[PATCH] clocksource: Use same threshold for read-back delay and time skew

Jiri Wiesner posted 1 patch 3 weeks, 1 day ago
kernel/time/clocksource.c | 12 ++++++------
1 file changed, 6 insertions(+), 6 deletions(-)
[PATCH] clocksource: Use same threshold for read-back delay and time skew
Posted by Jiri Wiesner 3 weeks, 1 day ago
The idea behind using the uncertainty margins of clocksources to set the
threshold for checking read-back delay is a sound one. For 3 clocksource
readouts, 3 uncertainty margins are added up to calcute a read-back delay
threshold. The read-back delay threshold:
2 * watchdog->uncertainty_margin + cs->uncertainty_margin
is always larger than the threshold for evaluating time skew:
watchdog->uncertainty_margin + cs->uncertainty_margin

When an SMI or NMI is received between the first watchdog read and the
clocksource read and servicing this interrupt takes more time than the
threshold for evaluating time skew but also less time than read-back delay
threshold, the readouts will pass the read-back delay threshold but the
clocksource watchdog will mark the clocksource unstable on account of time
skew.

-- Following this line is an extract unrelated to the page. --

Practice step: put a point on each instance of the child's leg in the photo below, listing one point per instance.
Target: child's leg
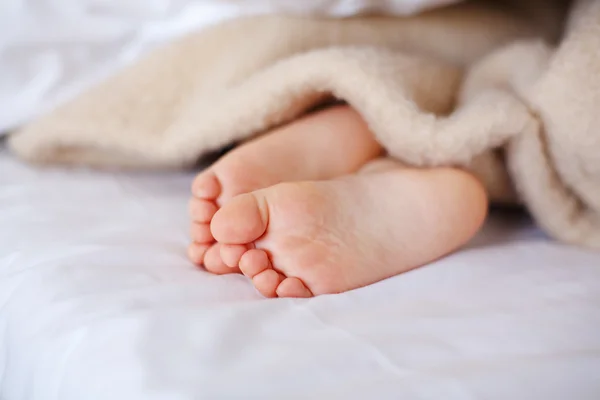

This decision is incorrect. Instead, another iteration of the loop
in cs_watchdog_read() should execute the readouts again (should there be
any iterations left).

Correct the situation by decreasing the read-back delay threshold to a
value equal to the time skew threshold. This patch resolves an issue
observed on a production machine:
clocksource: timekeeping watchdog on CPU556: Marking clocksource 'tsc' as unstable because the skew is too large:
clocksource: 'hpet' wd_nsec: 479980680 wd_now: 1d86c0e1 wd_last: 1ccfa7c4 mask: ffffffff
clocksource: 'tsc' cs_nsec: 480489826 cs_now: 9d18bdd2c71b5 cs_last: 9d18ba107dfe9 mask: ffffffffffffffff
clocksource: Clocksource 'tsc' skewed 509146 ns (0 ms) over watchdog 'hpet' interval of 479980680 ns (479 ms)
clocksource: 'tsc' is current clocksource.
tsc: Marking TSC unstable due to clocksource watchdog

Fixes: 4ac1dd3245b9 ("clocksource: Set cs_watchdog_read() checks based on .uncertainty_margin")
Signed-off-by: Jiri Wiesner <jwiesner@suse.de>
---
 kernel/time/clocksource.c | 12 ++++++------
 1 file changed, 6 insertions(+), 6 deletions(-)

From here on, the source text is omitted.